Arts & The Environment

Overview

I am involved in ongoing research and development work to explore ways of working that reduce environmental impacts, explore nature connection and raise awareness of the climate crisis. 

Most recently I have explored sustainable arts practice in leading the Boundary Way Project – you can join information sharing in this sector via the Boundary Way Twitter and Instagram updates.  

The Boundary Way project has recently been highlighted by Julie’s Bicycle as an example of how cities are using the arts to highlight issues around biodiversity. Recent projects have included, the Beyondness of Bees Project and Magnifying Mushrooms.

The Boundary Way project was used as a case study example on a recent webinar that explored how cultural heritage sites have explored biodiversity and habitat protection and encouraged people to connect with their local natural environments- you can listen to the webinar below. 


Boundary Way Arts and Heritage project -partnership with Julie’s Bicycle 

As part of the Boundary Way arts and heritage project I set up a partnership with Julie’s Bicycle,  a London based charity  that  supports the creative community to act on climate change and environmental sustainability. The team took part in two workshops with project manager Lucy Latham from Julie’s Bicycle to examine how the arts can play a role in inspiring climate change action. 

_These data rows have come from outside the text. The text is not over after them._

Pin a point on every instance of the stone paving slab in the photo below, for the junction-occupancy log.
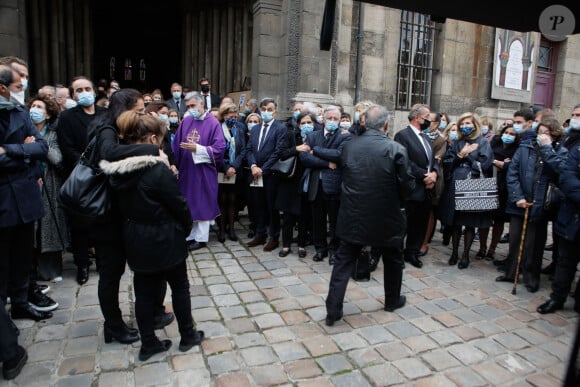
(264, 322)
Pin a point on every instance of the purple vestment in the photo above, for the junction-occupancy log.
(198, 182)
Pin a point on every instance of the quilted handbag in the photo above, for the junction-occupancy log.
(476, 195)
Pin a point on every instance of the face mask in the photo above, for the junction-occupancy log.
(6, 104)
(194, 113)
(466, 130)
(345, 125)
(331, 126)
(251, 126)
(19, 96)
(266, 116)
(37, 115)
(306, 129)
(425, 124)
(518, 128)
(574, 124)
(86, 98)
(230, 122)
(508, 138)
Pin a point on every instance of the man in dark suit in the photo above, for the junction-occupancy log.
(324, 180)
(211, 100)
(176, 101)
(263, 150)
(425, 170)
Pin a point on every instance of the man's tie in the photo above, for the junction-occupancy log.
(262, 135)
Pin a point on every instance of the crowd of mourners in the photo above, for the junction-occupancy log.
(183, 167)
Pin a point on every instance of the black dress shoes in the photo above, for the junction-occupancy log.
(147, 351)
(319, 256)
(330, 320)
(504, 278)
(11, 368)
(549, 306)
(82, 275)
(415, 261)
(28, 312)
(397, 305)
(121, 334)
(190, 340)
(163, 320)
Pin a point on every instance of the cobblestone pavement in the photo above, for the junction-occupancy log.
(264, 321)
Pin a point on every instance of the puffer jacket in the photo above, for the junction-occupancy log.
(528, 176)
(156, 219)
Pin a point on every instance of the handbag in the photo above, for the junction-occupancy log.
(85, 195)
(476, 195)
(285, 168)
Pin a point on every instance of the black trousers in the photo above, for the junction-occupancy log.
(16, 257)
(8, 338)
(266, 215)
(417, 219)
(325, 206)
(568, 259)
(147, 288)
(346, 257)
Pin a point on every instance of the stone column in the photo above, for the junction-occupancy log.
(13, 37)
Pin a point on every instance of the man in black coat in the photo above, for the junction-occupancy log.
(263, 150)
(324, 179)
(425, 170)
(73, 137)
(376, 182)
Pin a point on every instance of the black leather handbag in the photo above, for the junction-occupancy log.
(85, 195)
(285, 168)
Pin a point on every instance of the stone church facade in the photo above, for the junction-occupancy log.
(386, 55)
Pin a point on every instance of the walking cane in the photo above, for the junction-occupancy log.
(522, 240)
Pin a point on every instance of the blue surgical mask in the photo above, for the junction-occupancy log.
(37, 115)
(86, 98)
(267, 116)
(518, 128)
(508, 138)
(466, 130)
(194, 113)
(306, 129)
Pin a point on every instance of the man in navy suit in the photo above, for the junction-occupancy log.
(176, 101)
(425, 170)
(324, 177)
(263, 150)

Lucy outlined the science behind climate change and the significant role of arts and culture to inspire climate change action. She highlighted a range of artist’s responses and helped us to examine our own practice and the role our work can play. 

Since then I have continued to develop this work and embed sustainability into our working processes. This has encompassed; 

  • A session led by plot-holders Howard and Phil exploring  the principles of permaculture and how these can be applied to development and programming at Boundary Way.  
  • Experiments with a range of creative activities using found materials from our site including; land art, natural toolmaking, cookery, plant dyeing, Hapa Zome, crayon rubbing and sensory play.  
  •  We are developing an environmental policy for the project and explored ways of working that minimise our environmental impact. 

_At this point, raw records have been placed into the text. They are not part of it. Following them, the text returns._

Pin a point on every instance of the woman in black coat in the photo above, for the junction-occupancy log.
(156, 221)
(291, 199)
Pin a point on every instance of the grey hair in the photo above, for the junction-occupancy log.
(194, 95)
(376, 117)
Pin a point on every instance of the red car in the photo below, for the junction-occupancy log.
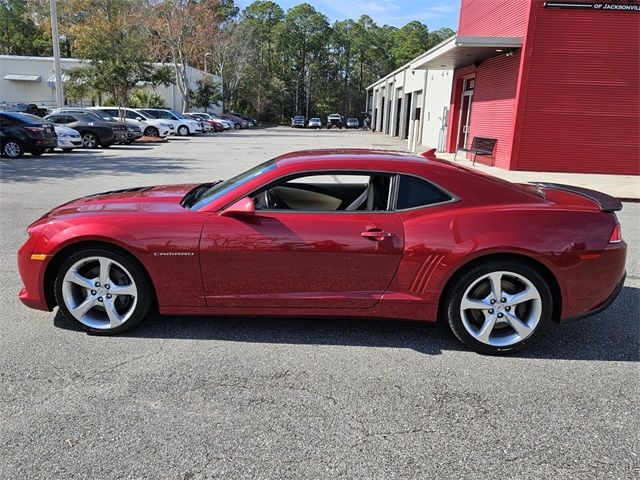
(356, 233)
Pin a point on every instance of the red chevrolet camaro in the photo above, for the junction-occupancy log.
(356, 233)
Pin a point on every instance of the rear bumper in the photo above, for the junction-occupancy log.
(603, 306)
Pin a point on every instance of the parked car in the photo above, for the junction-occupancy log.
(252, 121)
(213, 125)
(237, 121)
(334, 120)
(315, 122)
(133, 133)
(23, 132)
(151, 127)
(120, 132)
(206, 124)
(375, 234)
(353, 122)
(226, 123)
(68, 138)
(183, 125)
(30, 108)
(298, 122)
(93, 132)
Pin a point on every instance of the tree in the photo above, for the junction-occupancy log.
(206, 95)
(410, 41)
(146, 99)
(115, 47)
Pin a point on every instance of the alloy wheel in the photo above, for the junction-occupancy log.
(99, 292)
(12, 149)
(89, 140)
(501, 308)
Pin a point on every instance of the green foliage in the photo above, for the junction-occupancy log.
(206, 95)
(19, 35)
(146, 99)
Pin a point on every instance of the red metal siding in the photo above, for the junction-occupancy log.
(493, 107)
(454, 109)
(580, 103)
(493, 18)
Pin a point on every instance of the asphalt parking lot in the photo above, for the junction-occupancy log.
(193, 398)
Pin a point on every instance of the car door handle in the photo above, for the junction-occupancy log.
(377, 235)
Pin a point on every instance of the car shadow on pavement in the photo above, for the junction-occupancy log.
(610, 336)
(85, 164)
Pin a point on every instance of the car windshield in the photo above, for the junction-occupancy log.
(103, 115)
(199, 198)
(160, 114)
(28, 118)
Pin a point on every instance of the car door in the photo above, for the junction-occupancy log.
(300, 259)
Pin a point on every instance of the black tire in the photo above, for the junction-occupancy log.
(152, 132)
(145, 298)
(12, 148)
(466, 280)
(90, 140)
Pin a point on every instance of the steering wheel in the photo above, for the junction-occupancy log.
(270, 200)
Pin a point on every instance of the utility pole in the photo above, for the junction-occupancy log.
(56, 54)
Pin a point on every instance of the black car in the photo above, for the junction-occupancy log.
(30, 108)
(120, 131)
(134, 132)
(93, 132)
(22, 132)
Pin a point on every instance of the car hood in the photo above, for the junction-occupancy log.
(162, 198)
(66, 130)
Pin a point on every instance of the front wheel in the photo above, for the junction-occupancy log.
(12, 149)
(89, 140)
(499, 307)
(102, 291)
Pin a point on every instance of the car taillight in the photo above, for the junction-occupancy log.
(616, 235)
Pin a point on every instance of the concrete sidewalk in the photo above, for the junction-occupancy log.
(624, 187)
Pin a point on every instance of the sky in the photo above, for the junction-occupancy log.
(433, 13)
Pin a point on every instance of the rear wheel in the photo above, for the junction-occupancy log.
(102, 291)
(499, 307)
(152, 132)
(12, 149)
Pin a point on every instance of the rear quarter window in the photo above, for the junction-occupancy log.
(414, 192)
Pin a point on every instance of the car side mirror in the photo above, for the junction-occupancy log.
(242, 208)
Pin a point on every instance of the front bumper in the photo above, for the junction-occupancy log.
(69, 142)
(32, 275)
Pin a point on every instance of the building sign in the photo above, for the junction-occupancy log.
(600, 6)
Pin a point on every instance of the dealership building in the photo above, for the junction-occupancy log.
(32, 80)
(549, 86)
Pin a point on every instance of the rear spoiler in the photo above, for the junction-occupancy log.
(607, 203)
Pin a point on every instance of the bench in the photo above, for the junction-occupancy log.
(479, 146)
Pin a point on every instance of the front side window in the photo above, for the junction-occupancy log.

Webinar: Improving Biodiversity (Opportunities for Cultural Heritage Venues and Sites)

“How do historic city centres support biodiversity and habitat protection, reinforce natural processes and connect with their local natural environments? This webinar will take a look at case studies and recommendations from different cultural heritage sites on how biodiversity has been incorporated to add both natural and cultural value.”

I was a guest speaker on the Webinar, Improving Biodiversity: Opportunities for Cultural Heritage Venues and Sites, with Julie’s Bicycle on 23rd May 2019. The Boundary Way Project was used a case study for this webinar.


Sustainability Statement

In my working practice I am committed to reducing and avoiding where possible any activities that will impact negatively on the environment, working in a way that is inclusive and focusing on projects that raise awareness of biodiversity, nature connection and wellbeing…

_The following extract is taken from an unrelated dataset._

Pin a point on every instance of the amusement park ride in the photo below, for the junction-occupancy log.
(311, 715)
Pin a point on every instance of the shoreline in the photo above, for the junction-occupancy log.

Read my Sustainability Statement here.

The Beyondness of Bees 

Boundary Way hosted this exhibition and workshop in April and May 2019. The project, inspired by honey bees was devised by artists Sue Brisco and Elise Stewart. Their idea focuses on microscopic examination of bees as inspiration for artwork in drawing and textiles. It goes beyond the familiar and explores first-hand a bee’s magnified hairy body vital for pollen grains to attach for pollination, or the ethereal translucent architectural details in the wing or the fascinating compound eye with hundreds of individual lenses. It also explores ultra-violet bee vision with light box drawings.  

The exhibition presented microscope observations and drawings of bee specimens made directly from the eye piece and demonstrates how these have been translated into stunning stitch piece embroideries.  

Sue and Elise received funding for this project through a Creative Black Country Open Access Award and developed it in collaboration with Wildside Activity Centre.